Hitler instructed Goebbels to take whatever means were necessary to put down the revolt. Goebbels and Göring purged the SA in Berlin, and Stennes was expelled from the party.

There is some evidence that Stennes may have been paid by the government of German Chancellor Heinrich Brüning, with the intention of causing conflict within the Nazi movement.

==Exile==
After the Nazi takeover in 1933, Stennes went with his wife and daughter into exile. Göring had made him promise to leave the country immediately and not to settle in Switzerland.
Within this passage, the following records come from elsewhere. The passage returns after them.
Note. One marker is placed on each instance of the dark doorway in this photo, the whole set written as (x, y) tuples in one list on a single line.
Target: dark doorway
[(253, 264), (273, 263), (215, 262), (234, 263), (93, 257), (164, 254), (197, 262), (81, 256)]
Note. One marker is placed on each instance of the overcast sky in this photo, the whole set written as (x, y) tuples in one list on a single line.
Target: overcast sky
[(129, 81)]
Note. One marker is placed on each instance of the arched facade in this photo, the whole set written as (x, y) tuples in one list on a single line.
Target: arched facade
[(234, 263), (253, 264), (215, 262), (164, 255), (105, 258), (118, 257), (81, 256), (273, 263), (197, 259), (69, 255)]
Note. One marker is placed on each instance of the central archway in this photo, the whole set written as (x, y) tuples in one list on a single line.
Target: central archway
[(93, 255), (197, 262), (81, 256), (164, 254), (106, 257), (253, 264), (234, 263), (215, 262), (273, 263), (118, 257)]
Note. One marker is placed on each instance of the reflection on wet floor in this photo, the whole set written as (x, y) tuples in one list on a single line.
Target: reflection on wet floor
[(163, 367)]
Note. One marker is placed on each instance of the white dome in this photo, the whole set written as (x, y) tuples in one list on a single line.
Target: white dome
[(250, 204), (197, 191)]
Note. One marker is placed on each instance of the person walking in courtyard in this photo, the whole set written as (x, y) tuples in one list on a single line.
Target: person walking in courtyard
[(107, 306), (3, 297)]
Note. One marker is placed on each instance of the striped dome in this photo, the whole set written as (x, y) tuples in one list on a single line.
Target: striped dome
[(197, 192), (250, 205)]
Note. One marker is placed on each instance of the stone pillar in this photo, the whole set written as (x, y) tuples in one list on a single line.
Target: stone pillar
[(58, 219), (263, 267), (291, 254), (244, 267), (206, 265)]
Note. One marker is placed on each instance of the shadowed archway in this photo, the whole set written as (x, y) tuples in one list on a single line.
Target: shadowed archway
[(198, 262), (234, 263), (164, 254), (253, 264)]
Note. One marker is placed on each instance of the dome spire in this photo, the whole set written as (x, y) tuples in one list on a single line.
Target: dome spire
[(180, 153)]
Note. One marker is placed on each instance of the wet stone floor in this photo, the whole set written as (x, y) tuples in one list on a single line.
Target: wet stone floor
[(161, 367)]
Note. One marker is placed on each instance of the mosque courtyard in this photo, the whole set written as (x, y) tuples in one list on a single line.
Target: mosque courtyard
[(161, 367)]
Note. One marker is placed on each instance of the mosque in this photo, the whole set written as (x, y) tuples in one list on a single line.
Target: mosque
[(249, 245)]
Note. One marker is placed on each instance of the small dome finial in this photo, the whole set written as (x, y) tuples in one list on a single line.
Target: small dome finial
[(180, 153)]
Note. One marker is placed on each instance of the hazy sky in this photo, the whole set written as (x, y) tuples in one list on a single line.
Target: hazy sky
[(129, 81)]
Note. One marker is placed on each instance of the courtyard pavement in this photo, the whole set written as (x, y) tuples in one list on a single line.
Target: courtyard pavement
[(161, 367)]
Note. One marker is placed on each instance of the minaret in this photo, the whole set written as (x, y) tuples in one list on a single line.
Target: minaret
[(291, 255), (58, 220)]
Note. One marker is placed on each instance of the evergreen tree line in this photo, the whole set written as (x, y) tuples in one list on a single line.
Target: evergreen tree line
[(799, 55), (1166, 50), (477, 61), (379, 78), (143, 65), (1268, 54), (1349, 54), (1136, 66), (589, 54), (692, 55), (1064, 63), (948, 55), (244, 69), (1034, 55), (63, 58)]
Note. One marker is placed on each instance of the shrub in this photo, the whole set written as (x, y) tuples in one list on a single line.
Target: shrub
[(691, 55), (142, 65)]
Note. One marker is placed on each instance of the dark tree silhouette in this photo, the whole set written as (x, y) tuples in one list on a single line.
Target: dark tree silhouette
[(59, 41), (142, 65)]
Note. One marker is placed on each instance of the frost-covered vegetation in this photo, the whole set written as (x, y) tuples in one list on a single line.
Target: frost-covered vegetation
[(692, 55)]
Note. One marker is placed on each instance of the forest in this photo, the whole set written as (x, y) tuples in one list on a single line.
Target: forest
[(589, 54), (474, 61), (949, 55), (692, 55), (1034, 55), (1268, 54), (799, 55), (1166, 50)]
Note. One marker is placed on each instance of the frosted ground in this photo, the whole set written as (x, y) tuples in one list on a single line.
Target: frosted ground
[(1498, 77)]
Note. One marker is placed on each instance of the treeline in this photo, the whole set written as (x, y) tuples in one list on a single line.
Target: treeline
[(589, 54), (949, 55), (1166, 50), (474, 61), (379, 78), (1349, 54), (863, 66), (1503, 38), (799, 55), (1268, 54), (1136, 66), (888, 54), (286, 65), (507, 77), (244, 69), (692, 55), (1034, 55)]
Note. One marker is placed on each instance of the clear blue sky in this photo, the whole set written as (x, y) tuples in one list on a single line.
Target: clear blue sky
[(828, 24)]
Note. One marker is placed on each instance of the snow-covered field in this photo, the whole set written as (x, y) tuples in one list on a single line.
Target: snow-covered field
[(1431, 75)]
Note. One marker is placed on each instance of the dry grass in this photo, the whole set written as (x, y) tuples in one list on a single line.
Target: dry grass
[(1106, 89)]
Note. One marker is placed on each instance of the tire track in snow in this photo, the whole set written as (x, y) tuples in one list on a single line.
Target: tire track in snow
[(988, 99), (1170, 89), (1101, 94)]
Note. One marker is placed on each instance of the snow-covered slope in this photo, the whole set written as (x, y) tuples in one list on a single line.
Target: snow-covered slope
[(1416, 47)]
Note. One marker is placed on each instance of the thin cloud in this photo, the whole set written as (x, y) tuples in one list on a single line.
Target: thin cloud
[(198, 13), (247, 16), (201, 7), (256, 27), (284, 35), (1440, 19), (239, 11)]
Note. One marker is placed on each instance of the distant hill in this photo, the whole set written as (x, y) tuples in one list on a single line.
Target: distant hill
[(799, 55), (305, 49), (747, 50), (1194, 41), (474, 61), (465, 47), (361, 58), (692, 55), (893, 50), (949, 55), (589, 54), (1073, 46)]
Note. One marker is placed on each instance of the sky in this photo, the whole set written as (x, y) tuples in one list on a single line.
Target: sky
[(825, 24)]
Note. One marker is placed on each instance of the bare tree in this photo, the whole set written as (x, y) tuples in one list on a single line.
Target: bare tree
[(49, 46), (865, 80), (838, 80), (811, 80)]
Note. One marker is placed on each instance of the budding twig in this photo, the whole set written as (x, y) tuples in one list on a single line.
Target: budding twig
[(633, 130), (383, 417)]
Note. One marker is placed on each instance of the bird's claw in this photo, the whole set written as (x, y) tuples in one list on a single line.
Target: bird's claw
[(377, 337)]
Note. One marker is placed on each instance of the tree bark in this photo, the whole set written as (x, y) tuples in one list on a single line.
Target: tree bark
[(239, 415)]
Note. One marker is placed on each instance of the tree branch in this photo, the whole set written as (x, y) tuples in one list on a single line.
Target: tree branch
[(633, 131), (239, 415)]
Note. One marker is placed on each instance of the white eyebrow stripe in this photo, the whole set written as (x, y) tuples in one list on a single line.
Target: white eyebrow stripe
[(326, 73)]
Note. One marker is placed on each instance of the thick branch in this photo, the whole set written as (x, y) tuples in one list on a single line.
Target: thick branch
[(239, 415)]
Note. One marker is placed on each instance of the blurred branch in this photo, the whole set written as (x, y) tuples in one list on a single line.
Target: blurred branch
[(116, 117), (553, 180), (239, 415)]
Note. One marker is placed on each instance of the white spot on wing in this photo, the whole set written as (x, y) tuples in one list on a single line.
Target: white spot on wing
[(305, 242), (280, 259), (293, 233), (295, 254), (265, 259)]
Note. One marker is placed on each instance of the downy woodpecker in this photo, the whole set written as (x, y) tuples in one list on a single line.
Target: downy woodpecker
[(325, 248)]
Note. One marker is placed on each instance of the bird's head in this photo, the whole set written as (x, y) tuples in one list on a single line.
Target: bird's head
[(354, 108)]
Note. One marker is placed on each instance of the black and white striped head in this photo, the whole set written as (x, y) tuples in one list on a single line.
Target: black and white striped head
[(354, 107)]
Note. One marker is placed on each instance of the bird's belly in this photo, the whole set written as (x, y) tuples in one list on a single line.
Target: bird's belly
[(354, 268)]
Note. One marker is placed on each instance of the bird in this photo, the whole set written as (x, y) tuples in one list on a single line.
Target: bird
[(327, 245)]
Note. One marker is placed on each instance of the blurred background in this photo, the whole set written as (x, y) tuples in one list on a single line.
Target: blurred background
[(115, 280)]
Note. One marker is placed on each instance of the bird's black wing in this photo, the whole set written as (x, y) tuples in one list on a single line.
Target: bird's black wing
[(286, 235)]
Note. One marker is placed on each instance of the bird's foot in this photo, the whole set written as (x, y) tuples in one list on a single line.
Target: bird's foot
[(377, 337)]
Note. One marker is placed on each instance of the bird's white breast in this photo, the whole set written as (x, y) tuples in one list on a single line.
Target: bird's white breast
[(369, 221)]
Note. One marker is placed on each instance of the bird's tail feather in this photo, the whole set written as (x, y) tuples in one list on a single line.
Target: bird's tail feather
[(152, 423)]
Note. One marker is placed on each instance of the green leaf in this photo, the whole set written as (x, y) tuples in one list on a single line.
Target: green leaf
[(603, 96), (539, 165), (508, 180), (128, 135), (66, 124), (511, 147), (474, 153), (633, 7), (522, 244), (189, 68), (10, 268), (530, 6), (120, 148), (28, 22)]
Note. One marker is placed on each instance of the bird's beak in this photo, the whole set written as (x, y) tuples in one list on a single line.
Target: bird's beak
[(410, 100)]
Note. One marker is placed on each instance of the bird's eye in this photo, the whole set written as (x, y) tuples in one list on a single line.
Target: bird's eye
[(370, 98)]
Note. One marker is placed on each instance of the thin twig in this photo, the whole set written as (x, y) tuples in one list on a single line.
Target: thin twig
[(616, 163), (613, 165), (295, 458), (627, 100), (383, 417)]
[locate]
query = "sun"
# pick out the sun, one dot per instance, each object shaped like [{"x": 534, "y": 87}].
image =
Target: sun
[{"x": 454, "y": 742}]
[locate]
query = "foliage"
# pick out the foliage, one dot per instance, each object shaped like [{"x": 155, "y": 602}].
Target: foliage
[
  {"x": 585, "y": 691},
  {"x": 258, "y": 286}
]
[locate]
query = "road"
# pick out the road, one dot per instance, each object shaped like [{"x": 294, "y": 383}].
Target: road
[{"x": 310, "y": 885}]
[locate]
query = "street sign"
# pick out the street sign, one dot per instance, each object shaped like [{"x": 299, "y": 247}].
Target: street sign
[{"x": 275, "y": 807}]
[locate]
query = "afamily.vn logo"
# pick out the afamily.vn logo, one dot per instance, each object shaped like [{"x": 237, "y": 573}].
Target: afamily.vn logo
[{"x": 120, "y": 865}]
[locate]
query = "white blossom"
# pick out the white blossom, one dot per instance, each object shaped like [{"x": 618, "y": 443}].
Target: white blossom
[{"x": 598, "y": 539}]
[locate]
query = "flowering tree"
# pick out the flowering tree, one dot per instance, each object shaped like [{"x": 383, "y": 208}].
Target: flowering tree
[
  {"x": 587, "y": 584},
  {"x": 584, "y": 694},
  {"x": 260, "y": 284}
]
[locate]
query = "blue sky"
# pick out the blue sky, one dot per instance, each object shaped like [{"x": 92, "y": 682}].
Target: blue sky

Stennes then emigrated to China and arrived with his wife in Shanghai on 19 November 1933 on board the steamboat Ranchi. Stennes served as a military advisor to Chiang Kai-shek's Kuomintang (KMT) until 1949. His efforts were to reorganise the army and police forces of the KMT on the model of the Prussian Army.

==Return to Germany==
Stennes returned to Germany in 1949. In 1951, he was a leading member of the right-wing German Social Party. Afterwards, he retired to private life. He applied for recognition as a victim of National Socialist tyranny, which was rejected in 1957 by the Federal Court. He lived in Lüdenscheid until his death in 1983.

==In popular culture==
Stennes, played by Hanno Koffler, and his 1931 revolt are depicted in Season 4 of Babylon Berlin.

In the dramatic film The Man Who Crossed Hitler (2011), Stennes was portrayed by Ronan Vibert.